Não é só na Bolívia, na Venezuela ou no Equador, também no Paraguai. A recente denúncia feita pelo presidente paraguaio Fernando Lugo, sobre uma comprovada reunião conspiratória, põe em debate uma novidade dos tempos actuais. Os donos do poder estão incomodados, já não suportam mais tantos governos independentes no hemisfério.
Para conspirar contra o presidente Hugo Chávez demoraram três anos – o seu mandato havia começado em 2 de março de 1999. Logo tentaram contra Evo Morales, cujo governo se iniciou em 26 de Janeiro de 2006 – lá o intervalo foi de dez meses. O equatoriano Rafael Correa, que começou seu mandato em 15 de Março de 2007, teve que esperar nove meses para se inteirar da primeira tentativa de conspiração.

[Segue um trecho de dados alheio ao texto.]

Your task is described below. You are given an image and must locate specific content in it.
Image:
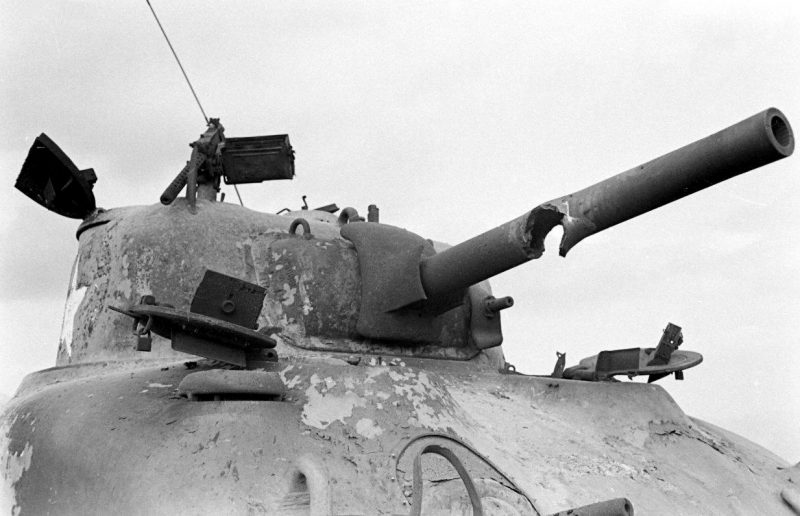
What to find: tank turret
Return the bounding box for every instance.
[10,108,795,368]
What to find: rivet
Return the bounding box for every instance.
[221,300,235,314]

Três anos, dez meses, nove meses. Ao sacerdote terceiro-mundista Fernando Lugo, presidente eleito pelo povo do Paraguai, deram apenas três semanas.
O que acontece no Paraguai revela o seu grau de fragilidade como Estado-Nação capitalista, o protótipo do protagonismo mafioso plantado nas estruturas políticas, militares e sociais do país. A dimensão da impunidade é o estímulo para desafiar o novo governo desde o primeiro dia. Estão a aproveitar a ausência de um poderoso movimento social e político que defenda Lugo. De todas as maneiras isso não pode evitar a mudança que acaba de iniciar Fernando Lugo. Então a tarefa é desestabilizá-lo.

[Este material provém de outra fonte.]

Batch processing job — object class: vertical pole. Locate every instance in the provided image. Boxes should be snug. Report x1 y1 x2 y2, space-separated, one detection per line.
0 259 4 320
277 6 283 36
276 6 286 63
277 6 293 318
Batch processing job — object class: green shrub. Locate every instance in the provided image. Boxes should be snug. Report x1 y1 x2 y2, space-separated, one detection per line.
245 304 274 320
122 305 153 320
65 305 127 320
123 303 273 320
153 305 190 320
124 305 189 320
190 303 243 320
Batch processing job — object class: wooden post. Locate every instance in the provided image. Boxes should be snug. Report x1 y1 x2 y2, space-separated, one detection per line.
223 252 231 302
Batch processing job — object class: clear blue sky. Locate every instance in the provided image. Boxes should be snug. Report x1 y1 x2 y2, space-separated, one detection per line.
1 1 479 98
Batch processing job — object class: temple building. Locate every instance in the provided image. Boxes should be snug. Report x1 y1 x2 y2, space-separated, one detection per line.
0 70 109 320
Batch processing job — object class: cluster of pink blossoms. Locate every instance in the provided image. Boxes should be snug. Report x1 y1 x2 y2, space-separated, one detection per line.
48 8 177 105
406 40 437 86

Na Venezuela, tiveram que esperar até que Chávez falasse das "leis de aprofundamento da revolução", em Setembro de 2001, pois estas falavam no direito social da terra, na recuperação do petróleo, da PSDVA e outras coisas muito feias para a elite. Nos três anos prévios, a tarefa foi tentar comprá-lo, corrompê-lo e agradá-lo. Reveladora a declaração de Pedro Carmona numa entrevista em Junho de 1999. "Este homem que faça o que bem quiser com sua Constituição Bolivariana e seus discursos incendiários, desde que não queira tocar no petróleo e tumultuar este país". Esse sentido de poder de classe conduziu o golpe de 11 de abril de 2002.

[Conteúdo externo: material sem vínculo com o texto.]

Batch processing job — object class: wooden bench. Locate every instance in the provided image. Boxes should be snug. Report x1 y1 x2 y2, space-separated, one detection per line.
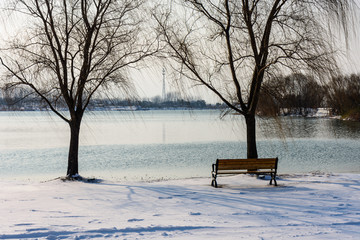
211 158 278 187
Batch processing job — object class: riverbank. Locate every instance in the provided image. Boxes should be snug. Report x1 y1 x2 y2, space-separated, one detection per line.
1 173 359 239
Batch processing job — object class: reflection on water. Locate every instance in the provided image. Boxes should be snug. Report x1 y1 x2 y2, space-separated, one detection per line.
0 110 359 180
0 110 246 149
162 122 166 143
259 117 360 139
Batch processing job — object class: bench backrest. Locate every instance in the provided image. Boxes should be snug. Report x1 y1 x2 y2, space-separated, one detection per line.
216 158 278 171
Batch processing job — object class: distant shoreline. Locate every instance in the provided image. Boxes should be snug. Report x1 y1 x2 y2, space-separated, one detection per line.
1 107 359 122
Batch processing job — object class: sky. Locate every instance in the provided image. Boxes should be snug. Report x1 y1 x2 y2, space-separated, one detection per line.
0 1 220 103
0 1 360 104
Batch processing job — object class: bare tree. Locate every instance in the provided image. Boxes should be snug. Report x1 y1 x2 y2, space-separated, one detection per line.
325 74 360 119
155 0 355 158
0 0 157 179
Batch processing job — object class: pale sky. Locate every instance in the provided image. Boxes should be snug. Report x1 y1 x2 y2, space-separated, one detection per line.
0 1 218 103
0 1 359 104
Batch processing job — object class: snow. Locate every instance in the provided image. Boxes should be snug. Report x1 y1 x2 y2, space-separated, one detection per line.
313 108 331 118
1 174 360 239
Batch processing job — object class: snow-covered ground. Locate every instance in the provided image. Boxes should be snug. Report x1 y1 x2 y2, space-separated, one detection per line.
1 174 360 239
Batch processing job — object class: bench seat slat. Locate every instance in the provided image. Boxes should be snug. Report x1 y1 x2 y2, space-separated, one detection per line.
218 164 276 170
216 171 275 174
218 160 276 165
217 158 276 162
218 162 276 165
218 160 276 163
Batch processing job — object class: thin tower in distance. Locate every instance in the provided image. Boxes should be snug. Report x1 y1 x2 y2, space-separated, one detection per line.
162 68 166 102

Com Evo, a situação que levou à primeira conspiração de Novembro de 2006 começou seis meses antes, no mesmíssimo dia 1º de maio em que os hidrocarbonetos foram nacionalizados. Não somente foi a resposta das multinacionais afectadas, começando pela Petrobras, mas também o susto dos chefes de Santa Cruz e os outros estados com reservas de gás: entenderam que estavam a ponto de perder o seu controlo sobre esses recursos. Cinco meses depois, já andavam a reunir-se com agentes da embaixada dos Estados Unidos, buscando aliados nas Forças Armadas, na igreja, junto à USAID, à CIA e outros órgãos e culminaram há poucos dias com uma tentativa de golpe de estado.
Quanto a Correa, os ataques começaram no Parlamento opositor que quase lhe fez perder quatro ministros no primeiro ano. O movimento cresceu com a resolução presidencial de acabar com a base norte-americana de Manta em 2009 e por sua vontade de pertencer ao "socialismo do século 21".
Há muita gente que não quer perder os privilégios adquiridos durante os governos da ditadura, e que vão procurar a qualquer custo impedir que Lugo realize as mudanças de forma pacífica e transparente.
A incrível lembrança de mais de 300 golpes sofridos pela América Latina no século 20 deve fazer-nos pensar no que verdadeira-mente ali está a acontecer nos últimos tempos e o que ali faz a 4ª esquadra dos Estados-Unidos.